鈴木:端的にいうと、とにかくかっこ良いんですよね。メロディもわかりやすいし、楽しんでいただけると思います。

岡田:そう、本当にかっこ良いし、聴けばすぐにラフマニノフだとわかる響きがします。私はその後も何回か弾いていますが、第一と第二ピアノに聴きどころと難しさが均等に配分されていて、各奏者の良いところがわかります。

ー作曲家ごとに求められる音がだいぶ異なりそうですね。

岡田:はい、フランス留学では、フランス音楽に限らず、各国ごとのスタイルや適切な音をかなりしっかり教わりました。結構、大きな視点で勉強してきたよね?

鈴木:そうですね、おかげで一つの演奏会にいろいろな作品があっても対応出来ます。特に今回は2台ピアノという室内楽の形で、二人で作曲家ごとのモードを切り替え演奏したいと思います。

─やはり同じ場所で勉強していると、わかり合いやすいですか?

岡田:それはありますね。同じ言語で学んだ仲間とは、日本で共演するときもイメージを伝えるとき、フランス語の単語で説明することがわりとあります。

鈴木:留学時代はよくそれぞれのソロによる弾き合い会をして、お互いに感想を言い合うこともありましたが、そのときも、日本語に訳しにくい言葉はフランス語で伝えていましたね。今回のリハーサルもそんな感じになりそうです。

─弾き合い会では意見を言い合うのですか?

岡田:すごく言います(笑)。良いことだけでなく悪いことも。フランス人は議論が好きですよね。

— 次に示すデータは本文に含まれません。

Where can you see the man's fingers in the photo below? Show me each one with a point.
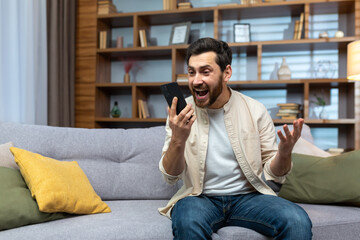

鈴木:そう、フランス人の特徴ですね。でもそれで仲が悪くなることはありません。終わったらみんなで飲みにいったりします。

奏ちゃんは、一言で表すなら、ファイヤーですね(笑)。

ーお互いの性格や音楽にどんな印象をお持ちですか?

鈴木:奏ちゃんは、一言で表すなら、ファイヤーですね(笑)。自発的というか、思ったことをパッと行動に移すタイプ。

岡田:隆ちゃんは、自分の考えを持っていて流されないタイプです。パリではスリが多いので、小綺麗な格好をしていると目をつけられやすいのですが、隆ちゃんはいつもジャケットときれいな靴というスタイルを崩さず、学校で見かけると先生に見えるくらいでした(笑)。でも親しくなるとギャップがあることもわかって、掘れば掘るほどいろいろなところが出てくる人です。

鈴木:確かに、パリで泥棒に狙われたことが2回ありました。1度は殴られて鼻の骨が折れて入院したのですが、それでもこの服装はやめませんでした(笑)。

─音楽性で、似ている、違うと感じることは?

岡田:かなり違うのではないかと(笑)。最後に演奏を聴いたのは5年前なので、隆ちゃんは絶対そこから変わっていると思いますけれど。今思い出しても、留学し始めた頃と卒業の頃の演奏に別人みたいな要素があって、びっくりしましたからね。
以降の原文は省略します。